Volume VII Number 4 August 1999

Shrinkage in the Factory

By David Bowser


Texas economist believes increased placement figures not bad news since a large percent of cattle entering the feedyard are heifers.

The first of the year, the industry was worried about placement figures for cattle going into the feedyard. At 120 percent of 1997's figure, it was bad news.

But Jim Sartewelle, a risk management program specialist with the Texas Extension Service, was looking at the mix of those cattle. What that mix portends for the future of cattle feeding may be good news.

A number of those cattle were heifers, and with the number of heifers going into the feedyard instead of into the nation's herd, overall supply numbers should be reduced. If demand stays steady, price should be solid.

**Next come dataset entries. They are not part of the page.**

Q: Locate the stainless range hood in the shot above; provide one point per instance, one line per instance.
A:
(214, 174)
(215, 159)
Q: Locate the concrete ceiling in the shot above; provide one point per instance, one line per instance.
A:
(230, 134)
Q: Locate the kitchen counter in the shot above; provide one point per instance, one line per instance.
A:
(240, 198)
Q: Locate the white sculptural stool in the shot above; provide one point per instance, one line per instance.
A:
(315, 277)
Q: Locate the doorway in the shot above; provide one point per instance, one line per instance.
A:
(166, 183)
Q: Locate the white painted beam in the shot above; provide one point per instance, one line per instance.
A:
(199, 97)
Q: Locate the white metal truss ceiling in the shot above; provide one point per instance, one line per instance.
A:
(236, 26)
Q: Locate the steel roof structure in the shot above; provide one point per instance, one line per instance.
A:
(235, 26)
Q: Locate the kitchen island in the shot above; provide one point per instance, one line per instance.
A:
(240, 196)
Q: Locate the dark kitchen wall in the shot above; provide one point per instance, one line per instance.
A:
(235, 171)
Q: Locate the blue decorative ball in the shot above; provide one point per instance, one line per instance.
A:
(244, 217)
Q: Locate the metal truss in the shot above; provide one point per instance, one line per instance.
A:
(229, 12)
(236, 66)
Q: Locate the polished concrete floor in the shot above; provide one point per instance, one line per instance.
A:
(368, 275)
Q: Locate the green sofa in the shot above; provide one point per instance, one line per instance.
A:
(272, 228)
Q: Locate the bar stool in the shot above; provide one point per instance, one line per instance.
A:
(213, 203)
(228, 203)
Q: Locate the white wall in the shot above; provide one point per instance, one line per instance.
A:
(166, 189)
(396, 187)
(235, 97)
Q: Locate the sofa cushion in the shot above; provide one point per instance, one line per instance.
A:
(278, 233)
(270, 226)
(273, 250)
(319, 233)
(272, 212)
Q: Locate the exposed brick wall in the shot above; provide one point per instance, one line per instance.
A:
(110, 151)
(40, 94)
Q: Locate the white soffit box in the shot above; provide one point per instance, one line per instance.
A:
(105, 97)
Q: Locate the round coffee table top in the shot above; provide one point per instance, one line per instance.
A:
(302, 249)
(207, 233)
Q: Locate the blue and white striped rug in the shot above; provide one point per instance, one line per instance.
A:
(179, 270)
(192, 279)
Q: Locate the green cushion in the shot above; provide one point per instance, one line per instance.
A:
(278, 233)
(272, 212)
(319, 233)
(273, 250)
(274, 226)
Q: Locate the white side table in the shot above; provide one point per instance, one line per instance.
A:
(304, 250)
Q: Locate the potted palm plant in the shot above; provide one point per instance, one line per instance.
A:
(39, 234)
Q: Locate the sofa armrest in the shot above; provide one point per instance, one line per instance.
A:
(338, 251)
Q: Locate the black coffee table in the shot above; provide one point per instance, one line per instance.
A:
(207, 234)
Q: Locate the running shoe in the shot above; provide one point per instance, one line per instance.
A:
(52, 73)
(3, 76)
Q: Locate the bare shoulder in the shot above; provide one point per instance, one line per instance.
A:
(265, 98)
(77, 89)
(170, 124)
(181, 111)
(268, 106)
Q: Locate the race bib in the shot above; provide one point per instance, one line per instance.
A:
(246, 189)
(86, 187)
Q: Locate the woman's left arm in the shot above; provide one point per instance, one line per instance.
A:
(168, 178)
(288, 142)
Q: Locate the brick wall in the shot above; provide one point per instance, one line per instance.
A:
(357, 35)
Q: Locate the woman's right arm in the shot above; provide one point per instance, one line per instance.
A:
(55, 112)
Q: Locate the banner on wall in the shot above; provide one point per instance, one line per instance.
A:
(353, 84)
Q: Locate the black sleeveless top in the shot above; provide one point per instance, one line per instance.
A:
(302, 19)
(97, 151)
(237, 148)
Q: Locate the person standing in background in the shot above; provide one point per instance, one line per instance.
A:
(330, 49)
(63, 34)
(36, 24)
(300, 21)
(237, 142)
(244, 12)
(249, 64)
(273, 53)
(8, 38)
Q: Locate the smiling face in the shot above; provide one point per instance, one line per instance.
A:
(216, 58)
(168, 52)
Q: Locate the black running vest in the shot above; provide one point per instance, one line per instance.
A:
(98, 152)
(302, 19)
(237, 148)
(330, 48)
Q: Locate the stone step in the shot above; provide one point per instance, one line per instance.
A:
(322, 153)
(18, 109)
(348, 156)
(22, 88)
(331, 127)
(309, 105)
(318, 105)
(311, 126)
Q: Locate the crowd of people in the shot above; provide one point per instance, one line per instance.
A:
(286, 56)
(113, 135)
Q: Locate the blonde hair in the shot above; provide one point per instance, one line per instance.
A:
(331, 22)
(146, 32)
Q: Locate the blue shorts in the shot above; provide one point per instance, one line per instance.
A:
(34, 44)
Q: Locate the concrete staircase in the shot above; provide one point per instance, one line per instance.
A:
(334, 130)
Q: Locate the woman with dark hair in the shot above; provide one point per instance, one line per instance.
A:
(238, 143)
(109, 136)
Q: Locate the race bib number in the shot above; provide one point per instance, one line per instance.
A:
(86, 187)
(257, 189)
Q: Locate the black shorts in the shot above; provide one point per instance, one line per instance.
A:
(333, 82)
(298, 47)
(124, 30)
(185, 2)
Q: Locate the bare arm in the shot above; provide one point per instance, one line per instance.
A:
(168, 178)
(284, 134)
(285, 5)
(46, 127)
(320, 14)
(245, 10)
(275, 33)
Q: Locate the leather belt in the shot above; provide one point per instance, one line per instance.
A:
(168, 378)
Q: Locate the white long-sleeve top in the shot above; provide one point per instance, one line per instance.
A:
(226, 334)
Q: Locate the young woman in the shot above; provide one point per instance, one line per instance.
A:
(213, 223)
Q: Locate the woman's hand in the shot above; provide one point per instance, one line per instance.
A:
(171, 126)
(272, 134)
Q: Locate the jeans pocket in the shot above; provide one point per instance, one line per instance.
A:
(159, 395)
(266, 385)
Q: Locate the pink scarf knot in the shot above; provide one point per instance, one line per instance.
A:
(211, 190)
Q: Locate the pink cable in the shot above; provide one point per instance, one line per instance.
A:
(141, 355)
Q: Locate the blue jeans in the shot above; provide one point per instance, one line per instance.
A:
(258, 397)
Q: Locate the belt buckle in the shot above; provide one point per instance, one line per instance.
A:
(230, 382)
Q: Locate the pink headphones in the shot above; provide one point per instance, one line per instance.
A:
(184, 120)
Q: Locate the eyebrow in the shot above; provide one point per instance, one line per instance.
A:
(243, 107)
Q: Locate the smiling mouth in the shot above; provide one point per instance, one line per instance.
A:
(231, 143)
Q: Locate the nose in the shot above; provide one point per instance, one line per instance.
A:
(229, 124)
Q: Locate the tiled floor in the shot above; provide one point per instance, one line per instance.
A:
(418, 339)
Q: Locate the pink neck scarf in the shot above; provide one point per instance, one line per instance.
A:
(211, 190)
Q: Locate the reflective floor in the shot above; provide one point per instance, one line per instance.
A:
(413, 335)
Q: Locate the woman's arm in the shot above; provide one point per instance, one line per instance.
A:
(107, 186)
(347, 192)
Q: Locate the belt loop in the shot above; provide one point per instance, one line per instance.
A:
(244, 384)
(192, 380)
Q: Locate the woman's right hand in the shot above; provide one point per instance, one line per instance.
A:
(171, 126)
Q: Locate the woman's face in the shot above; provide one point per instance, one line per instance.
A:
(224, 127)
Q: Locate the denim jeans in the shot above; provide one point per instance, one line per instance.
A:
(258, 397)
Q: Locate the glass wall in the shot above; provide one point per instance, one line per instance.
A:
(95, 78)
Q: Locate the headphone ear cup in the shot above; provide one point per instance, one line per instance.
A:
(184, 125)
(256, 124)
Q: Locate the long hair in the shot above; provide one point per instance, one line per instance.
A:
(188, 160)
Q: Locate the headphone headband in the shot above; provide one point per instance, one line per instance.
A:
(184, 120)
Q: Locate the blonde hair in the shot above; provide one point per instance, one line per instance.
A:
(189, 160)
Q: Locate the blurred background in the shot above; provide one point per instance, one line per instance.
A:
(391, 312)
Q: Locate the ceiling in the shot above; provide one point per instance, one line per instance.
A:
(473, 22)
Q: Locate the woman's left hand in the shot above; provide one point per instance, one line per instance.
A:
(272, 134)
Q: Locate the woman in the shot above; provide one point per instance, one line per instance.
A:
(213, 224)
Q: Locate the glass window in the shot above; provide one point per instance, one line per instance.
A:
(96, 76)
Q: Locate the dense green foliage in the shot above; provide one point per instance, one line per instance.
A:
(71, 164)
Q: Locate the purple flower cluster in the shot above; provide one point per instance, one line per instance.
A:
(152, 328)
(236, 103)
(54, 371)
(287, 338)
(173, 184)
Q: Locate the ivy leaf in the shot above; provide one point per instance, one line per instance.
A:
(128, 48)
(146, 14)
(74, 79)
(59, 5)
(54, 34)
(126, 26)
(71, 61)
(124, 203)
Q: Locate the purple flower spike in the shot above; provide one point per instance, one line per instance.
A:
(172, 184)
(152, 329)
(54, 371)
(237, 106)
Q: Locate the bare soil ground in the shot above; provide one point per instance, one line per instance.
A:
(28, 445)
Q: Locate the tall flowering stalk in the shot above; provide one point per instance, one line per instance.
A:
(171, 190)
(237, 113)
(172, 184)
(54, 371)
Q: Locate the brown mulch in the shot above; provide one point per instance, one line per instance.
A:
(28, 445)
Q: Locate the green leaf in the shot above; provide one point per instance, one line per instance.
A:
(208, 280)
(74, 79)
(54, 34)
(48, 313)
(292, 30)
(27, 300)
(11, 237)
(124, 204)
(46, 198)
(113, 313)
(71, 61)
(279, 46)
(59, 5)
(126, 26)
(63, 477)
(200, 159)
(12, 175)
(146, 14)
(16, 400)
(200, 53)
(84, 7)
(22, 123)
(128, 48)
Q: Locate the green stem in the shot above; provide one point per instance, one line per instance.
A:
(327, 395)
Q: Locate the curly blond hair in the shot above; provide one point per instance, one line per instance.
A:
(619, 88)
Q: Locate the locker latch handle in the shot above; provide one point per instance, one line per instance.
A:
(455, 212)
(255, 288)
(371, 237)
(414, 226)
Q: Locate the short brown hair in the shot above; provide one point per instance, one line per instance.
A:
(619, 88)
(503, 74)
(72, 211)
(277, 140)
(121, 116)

As of the first week of March, the cow slaughter was up a couple thousand head from the same week a year ago. The beef cow kill was slightly up. Heifer portion of the slaughter was high.

"Right now heifers are about 33.4 percent of the beef cow slaughter, and cows are 16 percent," Sartewelle says.

On Nov. 30, it was 31 percent heifers and 19 percent cows.

"The female part of the slaughter's changed just a little bit," Sartewelle says. "It's changed in it's make-up. It hasn't changed its magnitude. The big thing is if you look back at the inventory reports, we liquidated beef cows by three percent over the last two years."

When examining those numbers, Sartewelle says, beef heifers held for replacement were down five percent.

"It's the most perverse thing in the world for a cow-calf producer to have to sit back and think things are going to get good because we're tearing down part of our factory," Sartewelle says.

"We tore down part of our factory in terms of our cow herd base. We're showing right now that we have no inclination of building it back very quickly, which is good."

Supply and demand is not a tough concept to grasp, the economist says. If cow-calf producers keep from expanding and nobody holds any heifers in 1999, the likelihood of increasing prices in the summer of 2000 would be great.

"There ain't but two places for a heifer to go," he says. "If she ain't dying, she's being held in somebody's back trap, and he's thinking she's going to make the finest mother cow he's ever had."

The market watches the placement figure in the feedyards, Sartewelle says. If replacements are down, they look out five months and think fed prices are going to be good.

"We're all attuned to doing that," Sartewelle says. "Take a longer term barometer and follow once a month what's happening with beef production compared to last year. That gives you a good indication of what our box prices are going to be doing in the near term and what our trickle back demand signals are going to be for our calves, for our fed cattle, our steers, our stockers and for weaned calves.

"Keep a close eye on what's happening to cow slaughter. That's your long term barometer."